King Cotton built the city of Eutaw, Alabama. In the aftermath of the Civil War, the prominent Gosa Plantation became a sharecropping farm, called the Gosa Quarter. Here, in 1945, Clarence Davis was born into a family with nine brothers and three sisters.
His family spent their days in the fields under the sun, working for $2.50 a day. “There was always something to do,” says Clarence. “If you were old enough to work, you did something. Mom and I was out in the field, chopping, picking cotton. Or I’d go get water and bring it to them. We raised hogs for salted pork, we had cows for milk and butter, chickens on the farm, we ate those. We grew everything we ate.”
In the heat of the afternoons, the children escaped to the porch for a nap. Clarence would tune into WRAG Carrollton’s Rhythm & Blues program on their battery-operated radio. For 15 minutes, he was transported by the sounds of Jimmy Reed, Lightnin’ Hopkins, and Muddy Waters. “I got it into my mind that I wanted to play guitar,” he recalls. “I used to keep all those beats in my mind. I’d be jumping around the house and playing in the yard and all these beats would be in my mind – I didn’t know what’d be done to whip them out.”
By a twist of fate, his Uncle James had gifted his cousin an acoustic guitar that sat neglected, so he offered the instrument to Clarence. Elated, the 10-year-old brought it home and worked in the fields to buy a set of strings, which cost $2.50. From then on, Clarence wouldn’t put it down. “My fingers would be so sore I couldn’t pick cotton,” he recollects. He’d sit on the porch, or when his Dad shooed him away for the racket, on a swing under a sweetgum tree and practice for hours, until he taught himself how to improvise.
Soon enough, Clarence proved his talent and started accompanying the church choir on Sundays. By 15 years old, he was playing in juke joints with a band, Little Whit and the Upsetters. At 20, Clarence left home walking, hitching a ride to Tuscaloosa to live with his sister.
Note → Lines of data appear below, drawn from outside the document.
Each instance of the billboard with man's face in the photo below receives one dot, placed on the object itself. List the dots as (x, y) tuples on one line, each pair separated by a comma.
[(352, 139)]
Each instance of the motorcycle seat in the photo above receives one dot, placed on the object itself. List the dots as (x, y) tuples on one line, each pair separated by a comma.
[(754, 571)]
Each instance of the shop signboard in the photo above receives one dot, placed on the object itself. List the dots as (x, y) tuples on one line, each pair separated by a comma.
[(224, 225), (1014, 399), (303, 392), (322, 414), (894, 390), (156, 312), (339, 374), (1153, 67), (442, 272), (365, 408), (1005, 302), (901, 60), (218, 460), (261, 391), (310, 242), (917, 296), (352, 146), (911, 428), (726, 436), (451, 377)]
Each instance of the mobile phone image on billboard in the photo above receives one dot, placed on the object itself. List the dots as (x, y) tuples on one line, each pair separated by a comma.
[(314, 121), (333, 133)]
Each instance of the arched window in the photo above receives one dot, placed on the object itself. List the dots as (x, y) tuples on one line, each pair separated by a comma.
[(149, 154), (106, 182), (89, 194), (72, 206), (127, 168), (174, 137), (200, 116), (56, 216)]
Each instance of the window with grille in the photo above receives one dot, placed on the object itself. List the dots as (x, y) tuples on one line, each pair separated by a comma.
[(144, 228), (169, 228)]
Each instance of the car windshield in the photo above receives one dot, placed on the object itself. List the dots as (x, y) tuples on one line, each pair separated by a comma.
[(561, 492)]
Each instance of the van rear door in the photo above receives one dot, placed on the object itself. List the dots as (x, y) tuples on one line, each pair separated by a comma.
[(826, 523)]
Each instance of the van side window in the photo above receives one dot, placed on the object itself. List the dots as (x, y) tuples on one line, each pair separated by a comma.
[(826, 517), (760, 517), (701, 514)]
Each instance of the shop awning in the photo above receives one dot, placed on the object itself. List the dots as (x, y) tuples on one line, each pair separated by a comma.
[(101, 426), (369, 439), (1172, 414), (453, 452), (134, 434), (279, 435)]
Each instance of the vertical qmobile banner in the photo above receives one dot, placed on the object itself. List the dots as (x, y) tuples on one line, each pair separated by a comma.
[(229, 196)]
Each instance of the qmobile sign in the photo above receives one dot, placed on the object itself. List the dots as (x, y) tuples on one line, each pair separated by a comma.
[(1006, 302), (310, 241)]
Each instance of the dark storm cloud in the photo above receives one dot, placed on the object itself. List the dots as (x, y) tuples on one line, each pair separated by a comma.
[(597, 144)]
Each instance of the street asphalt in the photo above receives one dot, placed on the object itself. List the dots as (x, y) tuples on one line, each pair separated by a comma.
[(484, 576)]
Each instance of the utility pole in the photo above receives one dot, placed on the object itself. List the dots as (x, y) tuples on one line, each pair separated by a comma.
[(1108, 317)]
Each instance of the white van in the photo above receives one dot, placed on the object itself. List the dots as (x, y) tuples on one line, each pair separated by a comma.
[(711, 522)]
There, his brother-in-law helped him purchase his first electric guitar, and he became Clarence “Bluesman” Davis.
The Bluesman’s style has evolved over time. On a trip to New Orleans many years ago, he encountered a musician on Bourbon street playing with a bass pedal and tried his hand (or rather, foot) at it. He acquired his own and masterfully plays the 13-note instrument as he simultaneously strums and sings. Davis writes all of his material. Every song starts with a feeling, he explains. “You got to have the feeling of it. Those words come in, you just put them in place. It never fills up; there’s always a space for some more. You always want to learn more or do more all the time, that’s the way it goes.”
In the half-century span of Clarence “Bluesman” Davis’ career, he’s been on the same bills as T-Model Ford, Sam Lay, Bobby Rush, and many other talents. Clarence is loyal to his home and was part of the team that founded the Black Belt Roots Blues Festival, which has celebrated the bearers of the folkways, traditions, and culture of the West Alabama region for over 35 years.
Clarence lives with his family about three miles down the road from his childhood home, in a house built in 1879. Eutaw’s slogan is “The Gateway to the Black Belt.” Sixty-seven percent of its population of 2,859 is Black, however, the median income for a Black household is 79% lower than that of a white household*. His music evokes his lineage. “I think about when they was out there on that farm like we were. They were down in the bottom of those fields, they were hollering and whistling and singing, having a good time, singing and getting their work done. It made their life better. So I say, ‘Well, I keep singing the blues, I’ll do better.”
Clarence Davis was born on February 17th, 1945.